Een vijand

Ik moet nog even wennen aan mijn nieuwe therapeut en hij ongetwijfeld ook aan mij. In december hadden we een eerste kennismakingsgesprek. Hij voldeed aan mijn strenge selectiecriteria: ‘de klik’ en ‘niet-weer-weg-hoeven-binnen-een-bepaalde-tijd’. Begin mei startten onze gesprekken, de eerste nog via beeldbellen vanwege Corona, daarna gelukkig face-to-face. Ik vind het maar lastig, weer wennen aan een andere therapeut (laat ik hem Arnie noemen). Ik vroeg me af waarom hij bepaalde vragen stelde en wat de rationale was achter sommige dingen die hij vertelde. In mijn ogen waren sommige vragen totaal irrelevant en ik irriteerde me aan de herhaling van vragen (ook al had hij me gewaarschuwd voor zijn niet al te beste geheugen).

Ik was ook bang. Bang voor zijn oordeel. Bang om ‘het’ niet goed genoeg te doen.
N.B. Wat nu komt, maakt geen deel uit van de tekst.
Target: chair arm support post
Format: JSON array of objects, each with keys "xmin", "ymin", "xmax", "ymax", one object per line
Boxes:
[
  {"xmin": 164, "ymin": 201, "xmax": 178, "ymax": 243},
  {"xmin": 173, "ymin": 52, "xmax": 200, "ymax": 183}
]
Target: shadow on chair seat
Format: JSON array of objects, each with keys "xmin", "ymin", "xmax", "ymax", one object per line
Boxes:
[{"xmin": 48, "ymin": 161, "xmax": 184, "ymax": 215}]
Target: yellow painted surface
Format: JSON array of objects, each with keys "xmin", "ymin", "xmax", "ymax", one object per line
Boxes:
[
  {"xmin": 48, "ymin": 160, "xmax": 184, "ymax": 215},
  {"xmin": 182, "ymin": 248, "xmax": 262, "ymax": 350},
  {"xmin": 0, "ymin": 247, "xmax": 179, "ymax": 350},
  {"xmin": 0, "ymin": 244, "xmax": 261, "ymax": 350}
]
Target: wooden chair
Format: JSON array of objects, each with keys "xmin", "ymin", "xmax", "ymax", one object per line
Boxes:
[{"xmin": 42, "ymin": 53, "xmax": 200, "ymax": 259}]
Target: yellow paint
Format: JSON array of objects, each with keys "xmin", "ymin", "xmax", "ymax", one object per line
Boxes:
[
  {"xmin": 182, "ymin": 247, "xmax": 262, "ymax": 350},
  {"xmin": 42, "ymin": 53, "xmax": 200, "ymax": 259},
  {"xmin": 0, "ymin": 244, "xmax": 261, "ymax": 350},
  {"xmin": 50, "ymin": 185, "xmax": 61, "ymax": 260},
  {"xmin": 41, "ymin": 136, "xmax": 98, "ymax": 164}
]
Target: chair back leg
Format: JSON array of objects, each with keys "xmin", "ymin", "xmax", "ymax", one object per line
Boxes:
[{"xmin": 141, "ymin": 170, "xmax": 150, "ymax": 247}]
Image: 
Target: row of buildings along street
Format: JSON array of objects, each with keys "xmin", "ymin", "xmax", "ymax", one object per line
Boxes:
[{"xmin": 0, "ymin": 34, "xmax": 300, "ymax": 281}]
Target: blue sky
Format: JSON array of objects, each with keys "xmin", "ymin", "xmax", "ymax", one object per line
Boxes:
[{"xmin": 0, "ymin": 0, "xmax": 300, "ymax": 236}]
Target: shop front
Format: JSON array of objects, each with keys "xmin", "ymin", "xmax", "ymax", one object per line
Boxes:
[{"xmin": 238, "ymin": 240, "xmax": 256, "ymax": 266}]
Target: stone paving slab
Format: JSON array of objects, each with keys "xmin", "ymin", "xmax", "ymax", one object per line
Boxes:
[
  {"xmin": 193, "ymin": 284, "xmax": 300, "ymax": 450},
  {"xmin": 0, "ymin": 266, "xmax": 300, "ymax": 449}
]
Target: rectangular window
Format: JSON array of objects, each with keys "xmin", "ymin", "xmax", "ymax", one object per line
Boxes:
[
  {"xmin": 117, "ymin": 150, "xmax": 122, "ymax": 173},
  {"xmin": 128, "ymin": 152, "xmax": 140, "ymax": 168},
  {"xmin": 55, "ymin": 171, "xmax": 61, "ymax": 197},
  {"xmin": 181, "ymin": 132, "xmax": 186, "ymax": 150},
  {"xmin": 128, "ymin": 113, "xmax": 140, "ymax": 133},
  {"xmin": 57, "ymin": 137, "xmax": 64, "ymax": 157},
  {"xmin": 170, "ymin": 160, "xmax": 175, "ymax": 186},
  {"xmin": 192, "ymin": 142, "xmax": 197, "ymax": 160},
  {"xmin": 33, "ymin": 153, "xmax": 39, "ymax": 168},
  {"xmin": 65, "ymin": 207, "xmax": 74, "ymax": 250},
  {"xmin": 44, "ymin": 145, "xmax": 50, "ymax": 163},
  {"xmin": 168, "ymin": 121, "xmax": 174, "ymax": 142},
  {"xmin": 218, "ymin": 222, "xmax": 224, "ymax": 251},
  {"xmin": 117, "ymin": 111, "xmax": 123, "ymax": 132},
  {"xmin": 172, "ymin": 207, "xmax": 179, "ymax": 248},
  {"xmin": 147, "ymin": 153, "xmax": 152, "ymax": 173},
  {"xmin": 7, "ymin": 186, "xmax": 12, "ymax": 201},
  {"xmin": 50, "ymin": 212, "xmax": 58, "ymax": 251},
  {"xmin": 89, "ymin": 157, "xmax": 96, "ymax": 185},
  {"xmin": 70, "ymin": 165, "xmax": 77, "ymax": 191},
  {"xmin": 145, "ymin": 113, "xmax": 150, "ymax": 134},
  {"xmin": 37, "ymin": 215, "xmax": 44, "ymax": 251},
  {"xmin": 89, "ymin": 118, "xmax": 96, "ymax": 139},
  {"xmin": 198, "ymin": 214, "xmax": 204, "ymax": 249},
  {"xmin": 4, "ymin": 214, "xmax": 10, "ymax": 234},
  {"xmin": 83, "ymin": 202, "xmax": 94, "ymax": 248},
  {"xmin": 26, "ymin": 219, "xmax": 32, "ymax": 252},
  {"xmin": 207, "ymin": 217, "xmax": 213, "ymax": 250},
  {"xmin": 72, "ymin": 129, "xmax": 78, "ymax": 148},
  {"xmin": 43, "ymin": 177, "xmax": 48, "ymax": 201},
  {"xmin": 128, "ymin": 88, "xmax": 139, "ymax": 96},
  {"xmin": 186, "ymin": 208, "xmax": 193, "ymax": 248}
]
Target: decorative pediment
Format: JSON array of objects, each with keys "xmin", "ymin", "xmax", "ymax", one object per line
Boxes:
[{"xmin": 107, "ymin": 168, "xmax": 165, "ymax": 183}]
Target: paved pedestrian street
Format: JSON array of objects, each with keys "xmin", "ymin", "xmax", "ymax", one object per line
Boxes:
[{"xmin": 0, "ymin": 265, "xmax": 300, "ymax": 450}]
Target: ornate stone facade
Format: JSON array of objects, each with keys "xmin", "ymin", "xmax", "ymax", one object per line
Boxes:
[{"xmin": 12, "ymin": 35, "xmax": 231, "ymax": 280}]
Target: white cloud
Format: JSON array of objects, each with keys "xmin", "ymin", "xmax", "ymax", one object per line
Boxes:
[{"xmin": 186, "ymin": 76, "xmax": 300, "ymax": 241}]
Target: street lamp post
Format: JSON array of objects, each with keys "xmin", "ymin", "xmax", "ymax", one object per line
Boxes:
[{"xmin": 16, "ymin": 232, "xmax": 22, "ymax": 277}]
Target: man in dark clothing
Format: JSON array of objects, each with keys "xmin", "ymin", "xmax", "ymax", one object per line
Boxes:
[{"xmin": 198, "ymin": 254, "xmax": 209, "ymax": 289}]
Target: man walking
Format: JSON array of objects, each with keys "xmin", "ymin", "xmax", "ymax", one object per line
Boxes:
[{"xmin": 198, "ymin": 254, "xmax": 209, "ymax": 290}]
Bang om het verkeerde te zeggen en bang om onbegrepen te worden. Vóór elke sessie bleef ik tegen mezelf zeggen dat ik mocht leren van deze contacten. Dat ik mocht durven zeggen wat ik dacht en dat ik mocht durven doorvragen naar het waarom. Ik mocht oefenen. Prompt leek de herhaling in Arnie’s vragen verminderd…
Ik leerde naar zijn verhalen te luisteren en me minder te ergeren als ik de verbanden miste. Ik hoorde empathie in zijn verhalen, ik ervaarde dat hij niet oordeelde. Verbaasd constateerde ik, dat ik het nog steeds moeilijk vind om iemand te vertrouwen op zijn of haar woorden. Waarom zou ik geloven dat die persoon meent wat hij/zij vertelt? Wat zit ‘achter’ de woorden? Lees ik de ander wel goed? Het wantrouwen blijft. Waarom?

Een voorbeeld:
Vorige maand reed ik na een sessie naar huis, de laatste woorden die ik gezegd had waren: ‘nee hoor, maak je niet druk om mij, ik trek het wel’. We hadden het in de laatste tien minuten gehad over jeugdervaringen. Hoe ingesleten patronen van vroeger een grote impact op het heden blijven hebben. Arnie verontschuldigde zich dat we de sessie zo abrupt moesten eindigen en hoopte dat het me niet té verdrietig zou stemmen. Ik wuifde zijn woorden weg. Ik voelde me ook niet verdrietig overigens. Ik had zakelijk/emotieloos mijn verhaal gedaan en was daarbij onbewust vervallen in mijn oude patroon van verteller. Eenmaal thuis dacht ik er over mijn antwoord na. Mijn automatische reactie was geweest Arnie te behoeden voor ongemak, veroorzaakt door mij.
Mijn overpeinzing leidde tot de volgende gedachtenkronkels:

Hij zal wellicht helemaal geen ongemak ervaren hebben. Als hij wél ongemak ervaart, moet ik het schuldgevoel wat ik daarbij voel verdragen. Ik moet dus zélf leren omgaan met mijn ongemak (het verdragen van schuldgevoel). Als Arnie wel ongemak heeft ervaren, dan kan het goed zijn dat hij daarmee kan omgaan. Als hij er niet goed mee kan omgaan, dan is dat niet mijn verantwoording. Bovendien leidt actie tot een reactie, welke impact mijn actie heeft kan ik niet beïnvloeden, hoe graag ik dat ook zou willen.
Niets doen heeft ook impact. Onbewust niet mijn emoties laten zien in het contact leidt niet per definitie tot minder ongemak bij de ander.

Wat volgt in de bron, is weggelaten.